Welcome to today’s political Rorschach test, in which your political leanings can be determined by whether you answer Russia or Norway. Both come up in this part of Donald Trump’s interview with ABC’s George Stephanopoulos, who asked whether Trump would accept dirt on his political opponent(s) from foreign sources. “I think I’d take it,” Trump said, and offered Norway as an example of a source he wouldn’t turn down. “We’re talking about Russia,” Stephanopoulos answered:
EXCLUSIVE: Pres. Trump tells @GStephanopoulos he wouldn't necessarily alert the FBI if approached by foreign figures with information on his 2020 opponent: "It’s not an interference. They have information. I think I’d take it." https://t.co/IAEuspsYHq pic.twitter.com/nKEdBwVdNf
— Good Morning America (@GMA) June 13, 2019
President Donald Trump may not alert the FBI if foreign governments offered damaging information against his 2020 rivals during the upcoming presidential race, he said, despite the deluge of investigations stemming from his campaign’s interactions with Russians during the 2016 campaign.
Asked by ABC News Chief Anchor George Stephanopoulos in the Oval Office on Wednesday whether his campaign would accept such information from foreigners — such as China or Russia — or hand it over the FBI, Trump said, “I think maybe you do both.”
“I think you might want to listen, there isn’t anything wrong with listening,” Trump continued. “If somebody called from a country, Norway, [and said] ‘we have information on your opponent’ — oh, I think I’d want to hear it.”
What about calling the FBI, Stephanopoulos asked. What about it, Trump replied:
“The FBI director said that is what should happen,” Stephanopoulos replied, referring to comments FBI Director Christopher Wray made during congressional testimony last month, when he told lawmakers “the FBI would want to know about” any foreign election meddling. …

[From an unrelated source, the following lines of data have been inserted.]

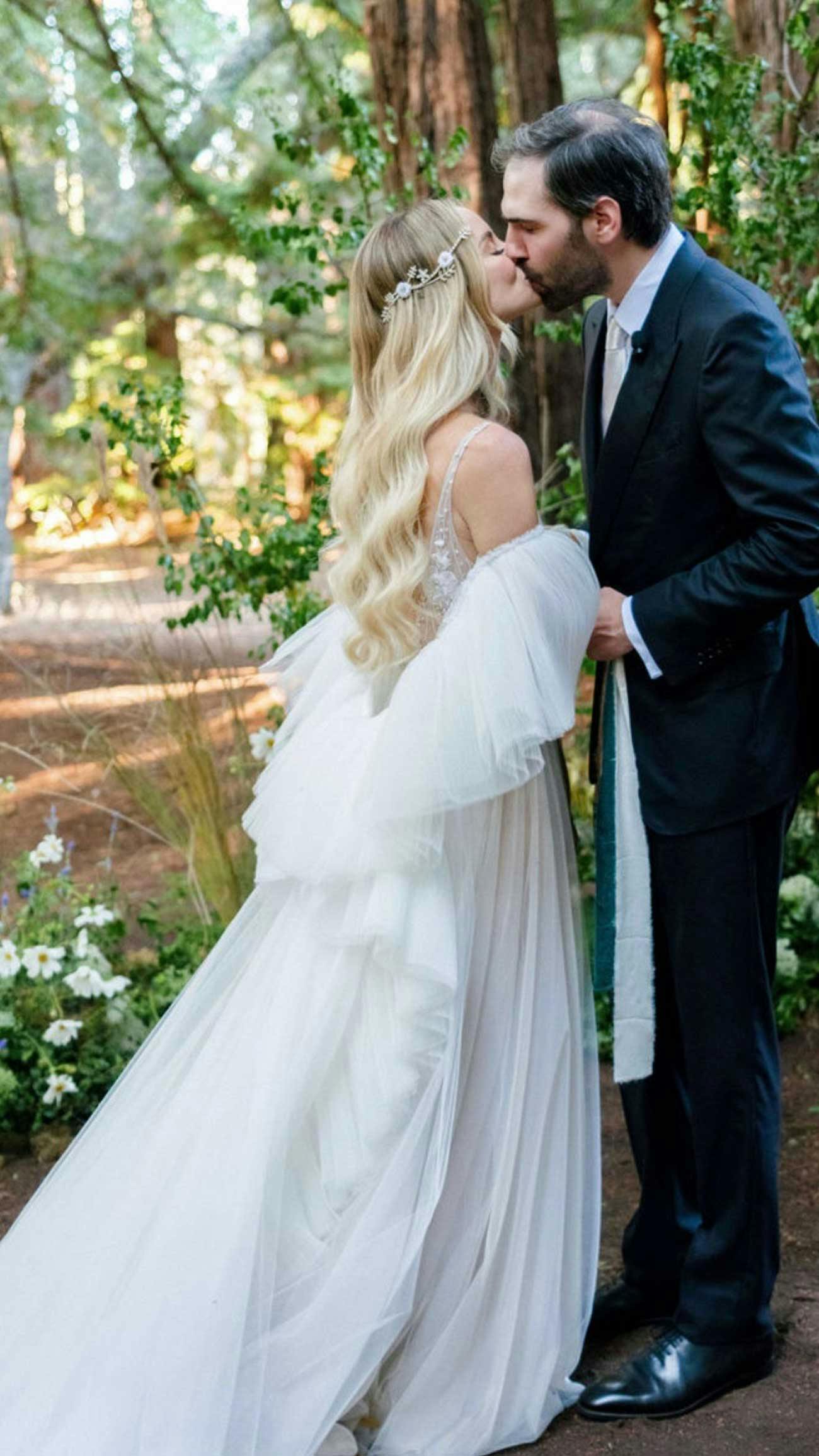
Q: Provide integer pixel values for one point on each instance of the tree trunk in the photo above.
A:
(655, 63)
(161, 335)
(431, 75)
(550, 376)
(761, 31)
(16, 370)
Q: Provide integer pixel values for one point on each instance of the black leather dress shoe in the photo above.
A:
(674, 1377)
(620, 1307)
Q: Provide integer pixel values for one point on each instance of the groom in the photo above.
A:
(702, 466)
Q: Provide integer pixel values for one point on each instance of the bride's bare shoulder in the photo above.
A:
(495, 488)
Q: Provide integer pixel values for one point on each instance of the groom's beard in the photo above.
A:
(575, 274)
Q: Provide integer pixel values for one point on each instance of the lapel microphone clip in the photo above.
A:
(639, 344)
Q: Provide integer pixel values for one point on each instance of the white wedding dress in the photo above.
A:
(358, 1158)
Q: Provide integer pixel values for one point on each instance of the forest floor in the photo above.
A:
(74, 631)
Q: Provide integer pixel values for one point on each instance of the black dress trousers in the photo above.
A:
(704, 1127)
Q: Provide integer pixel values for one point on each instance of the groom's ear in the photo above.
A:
(604, 223)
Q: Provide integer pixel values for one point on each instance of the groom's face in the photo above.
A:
(546, 242)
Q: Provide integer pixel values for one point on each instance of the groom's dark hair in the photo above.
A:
(600, 147)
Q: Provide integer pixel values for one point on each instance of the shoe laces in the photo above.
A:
(668, 1341)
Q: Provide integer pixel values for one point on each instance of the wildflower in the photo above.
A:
(115, 985)
(49, 852)
(9, 960)
(262, 745)
(95, 915)
(788, 960)
(85, 982)
(88, 951)
(59, 1084)
(60, 1033)
(801, 893)
(43, 960)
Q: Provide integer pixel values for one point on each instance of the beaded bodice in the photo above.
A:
(449, 563)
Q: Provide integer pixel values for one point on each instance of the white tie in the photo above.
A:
(614, 367)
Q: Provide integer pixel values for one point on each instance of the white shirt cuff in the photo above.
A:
(633, 634)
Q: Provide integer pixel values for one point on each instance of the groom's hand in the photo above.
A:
(609, 639)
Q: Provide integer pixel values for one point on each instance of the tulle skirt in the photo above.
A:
(357, 1159)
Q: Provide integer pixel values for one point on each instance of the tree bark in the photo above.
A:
(761, 31)
(431, 75)
(16, 369)
(550, 376)
(655, 63)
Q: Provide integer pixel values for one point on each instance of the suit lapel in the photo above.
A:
(641, 392)
(594, 352)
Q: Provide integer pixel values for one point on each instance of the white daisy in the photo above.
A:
(85, 982)
(9, 960)
(88, 951)
(49, 852)
(60, 1033)
(262, 743)
(59, 1084)
(43, 960)
(115, 1012)
(95, 915)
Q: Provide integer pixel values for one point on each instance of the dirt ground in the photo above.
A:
(74, 628)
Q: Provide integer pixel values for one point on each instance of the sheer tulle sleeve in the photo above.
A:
(464, 723)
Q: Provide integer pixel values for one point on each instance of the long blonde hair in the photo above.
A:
(435, 353)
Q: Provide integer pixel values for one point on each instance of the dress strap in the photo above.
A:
(455, 461)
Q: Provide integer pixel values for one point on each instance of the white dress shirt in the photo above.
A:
(632, 315)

“The FBI director is wrong, because frankly it doesn’t happen like that in life,” Trump said. “Now maybe it will start happening, maybe today you’d think differently.”
So what’s the correct answer? Ukraine, and for a couple of reasons. First, most people either never knew or have forgotten that Hillary Clinton and the DNC were reaching out to Ukraine for dirt on Trump during the 2016 campaign, only in a much more circumspect fashion, a point which Stephanopoulos fails to mention here. Let’s not forget too that the Steele dossier was also an attempt to use foreign sources for dirt on an opponent; Steele used his own Russian sources to get what now looks like a disinformation folio, manipulated to rattle the election in its own way.
Second, Trump has to consider Joe Biden his most likely opponent in next year’s election, and Biden’s connection to Ukraine politics has already come up in this cycle. Trump is likely hopeful that there’s more where that came from, even if Rudy Giuliani doesn’t collect it in person. With House Democrats trying to dig through his bank records and tax returns, he doesn’t want to take anything off the table.
Still, this is a remarkably tone-deaf argument, especially after the last two-plus years. Team Trump tried to use foreign sources for dirt on Hillary and botched it, creating a disastrous blowback from which Trump is still trying to recover. The Trump Tower debacle alone should have been enough of a learning experience to swear off of that kind of strategy ever again, especially with the same team forming for the next election. The smart answer here would have been, “I don’t need anyone’s help to beat Joe Biden except from good ol’ red-blooded American voters.” How difficult is that to say, even if you don’t necessarily mean it?